A statement issued by Mr Badimak Peter Yaro of BasicRights Ghana at the weekend and copied to the Ghana News Agency in Accra said: "The day promotes more open discussion of mental disorders and investments in prevention and treatment services."

It said non-communicable/chronic/long-term diseases are now the leading cause of death worldwide.

"Today, there is an increased understanding of the relationship between chronic physical illnesses such as cardiovascular, diabetes, cancer and respiratory illnesses and mental illnesses. "These four chronic physical illnesses, according to the World Health Organisation, accounts for 60 per cent of the world's deaths. 80 per cent of the deaths are happening in the poorest populations of the world.

"If nothing is done experts estimate that the world could witness another 388 million people dying prematurely within the next 10 years. "Also a person with these illnesses has much higher rate of depression and anxiety than the general population," the statement said. It said studies have shown that persons with severe or chronic physical illness often have a co-existing mental health problem, while those with severe mental illnesses or substance abuse have physical health problems that remain undetected and untreated. "We (BasicNeeds) note that even though mental health services are increasingly being recognised in Ghana as critical, mental health still remain ignored, budgetary allocations to mental health are low, mental health practitioners in the country continue to render services in difficult environment as they do not get the resources and support they deserve."

The statement said issues about stigma, access to treatment are all human rights issues, adding that people with mental disorders in Ghana are exposed to a wide range of human right violations. "The stigma they face means they are often ostracised from society and fail to receive the care they require.

"In certain circumstances people suffering from mental illness are restrained with metal shackles, confined in caged beds, deprived of clothing, decent bedding, clean water or proper toilet facilities and are subject to abuse and neglect."

The statement said people with mental disorders face discrimination on daily basis including in the fields of education, employment and housing.
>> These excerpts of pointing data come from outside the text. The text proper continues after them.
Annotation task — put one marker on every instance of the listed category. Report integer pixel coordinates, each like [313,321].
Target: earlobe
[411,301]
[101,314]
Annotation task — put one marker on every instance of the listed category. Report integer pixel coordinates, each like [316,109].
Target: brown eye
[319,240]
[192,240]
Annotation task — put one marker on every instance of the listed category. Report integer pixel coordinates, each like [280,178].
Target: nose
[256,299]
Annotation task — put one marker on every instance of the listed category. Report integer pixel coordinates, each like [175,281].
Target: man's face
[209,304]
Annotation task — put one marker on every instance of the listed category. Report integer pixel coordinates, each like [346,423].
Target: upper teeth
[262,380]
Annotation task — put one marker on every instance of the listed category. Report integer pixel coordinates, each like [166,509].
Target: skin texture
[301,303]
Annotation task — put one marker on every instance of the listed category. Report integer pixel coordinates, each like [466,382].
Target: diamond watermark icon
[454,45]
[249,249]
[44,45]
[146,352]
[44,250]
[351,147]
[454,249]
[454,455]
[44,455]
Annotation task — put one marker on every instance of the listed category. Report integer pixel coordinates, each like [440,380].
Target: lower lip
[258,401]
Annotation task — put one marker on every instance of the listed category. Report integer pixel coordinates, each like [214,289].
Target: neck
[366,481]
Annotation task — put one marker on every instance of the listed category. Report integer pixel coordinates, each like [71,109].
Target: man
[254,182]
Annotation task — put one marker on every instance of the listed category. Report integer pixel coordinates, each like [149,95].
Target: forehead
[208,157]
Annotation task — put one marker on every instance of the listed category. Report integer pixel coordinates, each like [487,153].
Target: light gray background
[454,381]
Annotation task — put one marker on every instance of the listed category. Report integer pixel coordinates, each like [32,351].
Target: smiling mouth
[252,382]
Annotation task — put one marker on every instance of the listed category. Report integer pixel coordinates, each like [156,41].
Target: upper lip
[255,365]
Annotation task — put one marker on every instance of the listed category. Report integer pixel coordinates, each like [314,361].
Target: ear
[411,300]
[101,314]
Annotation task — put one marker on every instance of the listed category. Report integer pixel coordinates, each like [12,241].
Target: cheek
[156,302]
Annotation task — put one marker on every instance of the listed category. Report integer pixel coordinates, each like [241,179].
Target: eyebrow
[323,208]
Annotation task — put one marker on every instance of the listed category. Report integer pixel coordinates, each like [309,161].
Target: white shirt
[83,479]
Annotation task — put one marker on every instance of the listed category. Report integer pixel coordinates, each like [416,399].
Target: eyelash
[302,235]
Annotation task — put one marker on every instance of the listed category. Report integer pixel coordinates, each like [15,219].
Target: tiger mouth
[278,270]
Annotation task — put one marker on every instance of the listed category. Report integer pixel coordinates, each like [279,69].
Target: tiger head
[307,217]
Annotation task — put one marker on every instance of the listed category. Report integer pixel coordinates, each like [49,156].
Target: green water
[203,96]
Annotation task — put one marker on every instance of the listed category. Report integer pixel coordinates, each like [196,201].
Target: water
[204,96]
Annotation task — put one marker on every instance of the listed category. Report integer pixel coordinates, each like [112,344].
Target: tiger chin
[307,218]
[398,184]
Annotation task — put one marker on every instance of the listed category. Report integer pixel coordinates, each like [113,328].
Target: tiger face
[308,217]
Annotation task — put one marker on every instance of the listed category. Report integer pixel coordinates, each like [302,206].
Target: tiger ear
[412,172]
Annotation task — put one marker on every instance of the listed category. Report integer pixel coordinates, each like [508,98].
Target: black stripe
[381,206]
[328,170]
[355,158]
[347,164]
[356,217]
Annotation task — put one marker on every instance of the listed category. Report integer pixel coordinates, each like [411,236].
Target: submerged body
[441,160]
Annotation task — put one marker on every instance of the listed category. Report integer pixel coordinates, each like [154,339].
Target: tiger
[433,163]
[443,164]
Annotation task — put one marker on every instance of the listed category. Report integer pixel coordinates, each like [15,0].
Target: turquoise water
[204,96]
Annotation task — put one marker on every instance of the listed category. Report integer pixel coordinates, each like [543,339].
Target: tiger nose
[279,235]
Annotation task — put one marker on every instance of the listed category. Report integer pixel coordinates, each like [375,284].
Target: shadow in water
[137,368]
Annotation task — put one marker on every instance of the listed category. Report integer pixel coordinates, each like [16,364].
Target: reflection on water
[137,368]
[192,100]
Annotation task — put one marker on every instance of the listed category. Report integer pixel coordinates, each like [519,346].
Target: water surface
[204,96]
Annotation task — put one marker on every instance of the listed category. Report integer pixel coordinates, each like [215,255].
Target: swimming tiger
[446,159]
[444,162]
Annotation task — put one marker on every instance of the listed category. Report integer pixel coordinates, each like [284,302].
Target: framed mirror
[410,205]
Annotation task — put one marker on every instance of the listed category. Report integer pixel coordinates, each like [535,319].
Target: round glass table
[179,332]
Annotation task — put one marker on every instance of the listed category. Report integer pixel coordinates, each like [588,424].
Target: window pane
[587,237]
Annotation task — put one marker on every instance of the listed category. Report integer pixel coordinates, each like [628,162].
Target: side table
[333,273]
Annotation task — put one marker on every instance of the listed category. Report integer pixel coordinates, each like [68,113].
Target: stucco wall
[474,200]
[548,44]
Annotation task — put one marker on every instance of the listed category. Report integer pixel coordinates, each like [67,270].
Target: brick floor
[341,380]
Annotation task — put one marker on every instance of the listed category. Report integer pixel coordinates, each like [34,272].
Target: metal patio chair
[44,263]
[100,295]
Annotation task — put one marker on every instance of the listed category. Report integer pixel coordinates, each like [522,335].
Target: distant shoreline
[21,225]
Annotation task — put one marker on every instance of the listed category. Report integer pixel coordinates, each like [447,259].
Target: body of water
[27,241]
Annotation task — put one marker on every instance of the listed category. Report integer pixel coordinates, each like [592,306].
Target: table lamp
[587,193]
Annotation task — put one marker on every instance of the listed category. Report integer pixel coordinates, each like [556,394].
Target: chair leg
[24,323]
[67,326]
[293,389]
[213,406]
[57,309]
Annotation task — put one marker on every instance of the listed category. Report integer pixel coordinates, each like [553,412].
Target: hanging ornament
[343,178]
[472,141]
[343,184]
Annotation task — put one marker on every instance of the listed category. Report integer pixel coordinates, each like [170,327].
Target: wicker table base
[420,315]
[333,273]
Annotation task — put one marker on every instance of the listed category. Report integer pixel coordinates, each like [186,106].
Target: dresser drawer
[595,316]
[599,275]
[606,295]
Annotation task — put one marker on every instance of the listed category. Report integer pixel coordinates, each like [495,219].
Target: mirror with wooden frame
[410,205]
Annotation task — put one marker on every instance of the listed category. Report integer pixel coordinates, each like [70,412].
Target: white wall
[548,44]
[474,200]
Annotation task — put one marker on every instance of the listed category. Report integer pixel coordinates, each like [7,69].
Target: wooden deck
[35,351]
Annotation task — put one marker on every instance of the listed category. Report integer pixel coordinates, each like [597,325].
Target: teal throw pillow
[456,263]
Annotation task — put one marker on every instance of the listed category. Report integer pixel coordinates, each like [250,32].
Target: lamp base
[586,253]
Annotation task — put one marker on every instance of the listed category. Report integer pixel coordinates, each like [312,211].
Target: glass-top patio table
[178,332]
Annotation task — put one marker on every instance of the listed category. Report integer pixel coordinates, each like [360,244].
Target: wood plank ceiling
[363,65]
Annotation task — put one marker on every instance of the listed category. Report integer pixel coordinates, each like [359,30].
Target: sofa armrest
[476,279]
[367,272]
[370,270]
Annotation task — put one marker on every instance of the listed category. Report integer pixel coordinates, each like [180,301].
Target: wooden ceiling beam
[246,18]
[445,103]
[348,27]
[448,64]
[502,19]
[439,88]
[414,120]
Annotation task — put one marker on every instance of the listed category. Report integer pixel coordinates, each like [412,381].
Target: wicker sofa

It advocated that government through the Ministry of Health should work closely with mental health service users and family groups and other stakeholders in unified efforts to raise awareness and work towards changing public attitudes towards mental illness. "Mechanisms to monitor human rights should be established to protect against inhuman and degrading treatment, poor living conditions and inappropriate and arbitrary involuntary admission and treatment. "There is also the need to empower mental health service users and families. One of such groups is the recently established Mental Health Society of Ghana.

"Government should put in place mental health policies, laws and services that promote the rights of people with mental disorders, empower them to make choices about their lives, provide them with legal protection and ensure their full integration and participation into the community." The statement called on the government to speed up the passage of the mental health bill.